Il flotte quelque chose dans l’air, en ce matin du 08 janvier 2015.
Les lendemains de tragédie marquent les visages d’une façon bien à elles, avec une gravité cimentée dans le silence, comme si, tous, à travers le pays, nous avions perdu un membre de la famille, sans pourtant connaître personnellement aucune des victimes. Pour les lecteurs de ce journal qui, comme moi, aimait y trouver l’insolence nécessaire face aux logiques du monde, on se demande un peu qui dessinera, qui fera sourire, à présent.

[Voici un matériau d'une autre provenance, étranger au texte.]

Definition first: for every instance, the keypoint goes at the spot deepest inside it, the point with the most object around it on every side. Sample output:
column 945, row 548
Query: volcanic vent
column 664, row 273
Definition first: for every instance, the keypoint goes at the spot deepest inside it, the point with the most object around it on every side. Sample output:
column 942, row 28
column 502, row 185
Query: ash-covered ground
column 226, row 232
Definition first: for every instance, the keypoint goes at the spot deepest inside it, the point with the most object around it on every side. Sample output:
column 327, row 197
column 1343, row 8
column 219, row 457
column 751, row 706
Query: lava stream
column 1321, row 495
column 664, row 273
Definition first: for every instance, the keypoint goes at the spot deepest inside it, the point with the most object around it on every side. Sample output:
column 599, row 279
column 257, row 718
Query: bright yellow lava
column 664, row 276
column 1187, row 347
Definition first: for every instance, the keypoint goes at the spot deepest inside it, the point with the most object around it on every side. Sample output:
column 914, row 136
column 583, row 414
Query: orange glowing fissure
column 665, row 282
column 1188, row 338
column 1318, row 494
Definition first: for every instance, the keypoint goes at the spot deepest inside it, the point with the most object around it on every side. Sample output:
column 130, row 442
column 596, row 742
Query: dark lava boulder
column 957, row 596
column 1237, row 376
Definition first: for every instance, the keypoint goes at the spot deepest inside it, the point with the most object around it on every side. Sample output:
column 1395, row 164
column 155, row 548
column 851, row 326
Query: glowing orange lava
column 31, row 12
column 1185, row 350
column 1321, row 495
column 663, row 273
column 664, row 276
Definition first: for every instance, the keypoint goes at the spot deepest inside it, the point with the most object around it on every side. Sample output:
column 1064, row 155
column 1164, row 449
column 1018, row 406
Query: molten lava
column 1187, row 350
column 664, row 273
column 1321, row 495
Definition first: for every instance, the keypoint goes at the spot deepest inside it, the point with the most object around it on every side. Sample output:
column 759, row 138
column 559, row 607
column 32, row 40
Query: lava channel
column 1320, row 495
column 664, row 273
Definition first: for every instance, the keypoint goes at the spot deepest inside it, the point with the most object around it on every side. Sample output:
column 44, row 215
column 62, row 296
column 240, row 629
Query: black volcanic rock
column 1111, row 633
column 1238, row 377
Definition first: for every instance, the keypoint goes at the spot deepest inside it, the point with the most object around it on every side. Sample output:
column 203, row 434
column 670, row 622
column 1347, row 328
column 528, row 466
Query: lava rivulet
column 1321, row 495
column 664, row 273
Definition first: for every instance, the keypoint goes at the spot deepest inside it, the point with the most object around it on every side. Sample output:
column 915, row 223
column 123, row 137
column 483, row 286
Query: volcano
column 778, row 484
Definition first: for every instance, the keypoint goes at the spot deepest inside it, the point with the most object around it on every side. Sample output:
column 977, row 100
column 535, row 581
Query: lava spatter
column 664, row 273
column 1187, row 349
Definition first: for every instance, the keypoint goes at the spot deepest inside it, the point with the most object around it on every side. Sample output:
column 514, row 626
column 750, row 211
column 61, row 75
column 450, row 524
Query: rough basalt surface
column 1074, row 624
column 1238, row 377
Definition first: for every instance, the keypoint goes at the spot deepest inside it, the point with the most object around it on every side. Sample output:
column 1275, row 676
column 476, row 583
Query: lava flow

La satire a ses vertus qui relèvent de la morphine, dans une société souffrante.
Depuis vingt-quatre heures, les médias ont apposé sur le drame tous les mots du monde afin de décrire ce qu’il s’était passé, les dessins ont afflué, les propos d’hommage, les déclarations officielles et la solidarité mondialisée ont suivi, via les réseaux sociaux et les journaux télévisés. On a tout dit.

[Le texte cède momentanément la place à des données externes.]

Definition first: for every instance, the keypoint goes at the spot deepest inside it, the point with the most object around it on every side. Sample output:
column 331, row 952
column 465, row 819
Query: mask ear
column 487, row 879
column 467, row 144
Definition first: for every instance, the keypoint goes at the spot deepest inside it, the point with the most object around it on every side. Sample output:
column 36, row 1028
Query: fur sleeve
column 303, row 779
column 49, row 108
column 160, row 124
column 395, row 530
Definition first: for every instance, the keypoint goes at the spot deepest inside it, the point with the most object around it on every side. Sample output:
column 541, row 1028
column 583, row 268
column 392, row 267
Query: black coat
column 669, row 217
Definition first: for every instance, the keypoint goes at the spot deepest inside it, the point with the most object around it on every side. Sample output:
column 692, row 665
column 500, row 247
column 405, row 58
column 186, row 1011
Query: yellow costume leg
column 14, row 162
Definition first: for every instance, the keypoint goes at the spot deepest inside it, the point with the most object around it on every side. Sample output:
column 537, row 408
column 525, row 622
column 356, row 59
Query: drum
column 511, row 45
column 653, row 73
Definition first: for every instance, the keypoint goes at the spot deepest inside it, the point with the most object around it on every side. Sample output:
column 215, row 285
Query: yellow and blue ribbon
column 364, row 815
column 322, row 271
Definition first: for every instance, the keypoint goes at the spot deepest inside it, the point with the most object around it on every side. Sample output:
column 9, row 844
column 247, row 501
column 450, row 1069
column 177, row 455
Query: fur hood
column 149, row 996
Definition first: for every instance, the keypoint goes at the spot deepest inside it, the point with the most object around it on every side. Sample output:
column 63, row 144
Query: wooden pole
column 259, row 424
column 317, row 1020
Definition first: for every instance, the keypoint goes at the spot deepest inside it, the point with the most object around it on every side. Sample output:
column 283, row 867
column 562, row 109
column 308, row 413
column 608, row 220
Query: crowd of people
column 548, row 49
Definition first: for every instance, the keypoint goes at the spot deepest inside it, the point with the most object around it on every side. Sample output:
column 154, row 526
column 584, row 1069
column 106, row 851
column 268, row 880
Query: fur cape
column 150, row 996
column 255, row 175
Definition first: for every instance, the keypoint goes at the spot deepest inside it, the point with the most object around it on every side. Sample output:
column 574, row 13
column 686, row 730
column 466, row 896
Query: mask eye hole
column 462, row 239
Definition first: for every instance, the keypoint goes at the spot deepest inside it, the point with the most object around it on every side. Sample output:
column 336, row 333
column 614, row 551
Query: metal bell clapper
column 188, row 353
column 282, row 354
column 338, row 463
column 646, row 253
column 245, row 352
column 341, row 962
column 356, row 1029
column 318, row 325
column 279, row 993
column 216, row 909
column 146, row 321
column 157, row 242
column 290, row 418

Et dans un lendemain de tragédie, à midi et à travers la vitre d’un bistrot, on peut seulement voir les gens rejoindre la place de la Mairie. Certains tiennent sous le bras des pancartes cartonnées où sont affichés des croquis d’amateurs, d’autres exhibent sur leurs manteaux d’hiver un « Je suis Charlie », mot d’ordre et d’hommage sous le carillon des églises qui déjà sonnent le glas. La mine sombre, un vieil homme barbu brandit un carton sur la place centrale : « Quand les têtes libres sont criblées de balles, c’est la République qui est poignardée. » Chacun redouble de traits d’esprits devant le nihilisme. C’est aussi ça, l’héritage d’un journal satirique : des gens qui ne renoncent pas devant la violence.

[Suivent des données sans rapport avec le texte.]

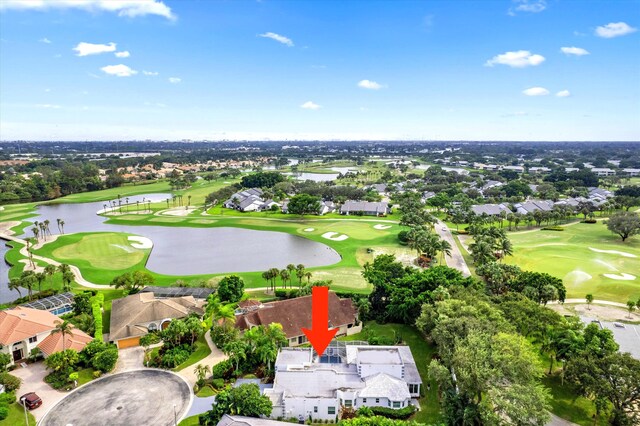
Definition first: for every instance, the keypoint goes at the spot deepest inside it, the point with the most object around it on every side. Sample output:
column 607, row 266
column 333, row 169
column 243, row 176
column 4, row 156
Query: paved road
column 143, row 397
column 456, row 260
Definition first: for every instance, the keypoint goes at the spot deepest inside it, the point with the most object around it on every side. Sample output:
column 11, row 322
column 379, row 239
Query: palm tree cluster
column 490, row 244
column 286, row 275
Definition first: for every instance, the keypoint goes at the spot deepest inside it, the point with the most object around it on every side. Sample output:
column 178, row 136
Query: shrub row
column 394, row 413
column 552, row 228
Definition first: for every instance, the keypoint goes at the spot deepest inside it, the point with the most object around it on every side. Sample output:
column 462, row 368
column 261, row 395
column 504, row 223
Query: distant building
column 365, row 208
column 346, row 376
column 295, row 314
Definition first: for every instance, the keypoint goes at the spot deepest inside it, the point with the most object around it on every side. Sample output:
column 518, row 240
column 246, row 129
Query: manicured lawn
column 16, row 416
column 422, row 352
column 568, row 255
column 566, row 404
column 189, row 421
column 202, row 351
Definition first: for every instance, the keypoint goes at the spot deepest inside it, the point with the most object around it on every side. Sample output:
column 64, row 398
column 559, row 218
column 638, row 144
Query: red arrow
column 320, row 335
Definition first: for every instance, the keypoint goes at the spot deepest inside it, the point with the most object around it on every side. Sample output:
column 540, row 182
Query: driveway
column 456, row 260
column 143, row 397
column 33, row 381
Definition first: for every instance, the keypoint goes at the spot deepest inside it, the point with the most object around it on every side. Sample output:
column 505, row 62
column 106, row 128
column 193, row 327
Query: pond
column 193, row 251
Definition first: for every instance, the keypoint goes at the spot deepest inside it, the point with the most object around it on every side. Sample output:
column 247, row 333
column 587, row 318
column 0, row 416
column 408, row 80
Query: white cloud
column 531, row 6
column 277, row 37
column 119, row 70
column 86, row 49
column 536, row 91
column 517, row 59
column 371, row 85
column 615, row 29
column 128, row 8
column 578, row 51
column 310, row 105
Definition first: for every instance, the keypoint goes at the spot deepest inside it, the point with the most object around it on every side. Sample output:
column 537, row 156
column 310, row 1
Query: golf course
column 588, row 258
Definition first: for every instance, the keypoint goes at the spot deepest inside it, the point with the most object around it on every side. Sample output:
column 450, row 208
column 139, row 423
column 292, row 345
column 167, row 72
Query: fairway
column 102, row 250
column 587, row 257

Ce qui flotte dans l’air, à midi pile, dans cette tristesse collective sur le chemin du recueillement, c’est le sentiment d’avoir été tous touchés. Au-delà de l’attentat, des policiers, des innocents à terre, on ne peut s’empêcher de penser au contexte. Il faut dire qu’il détient un atroce pouvoir évocateur, une onde de choc qui peine à se dissiper : deux fanatiques pénètrent dans les locaux d’un comité de rédaction pour assassiner des dessinateurs, des caricaturistes, des journalistes, des rédacteurs — pas de militaires, de chef d’État, ou de hauts-placés, non. Ils ont décapité un journal indépendant, parce que les modalités de leur art, de leur humour, de leurs messages allaient à l’encontre d’un Sacré qui commence à faire beaucoup de morts.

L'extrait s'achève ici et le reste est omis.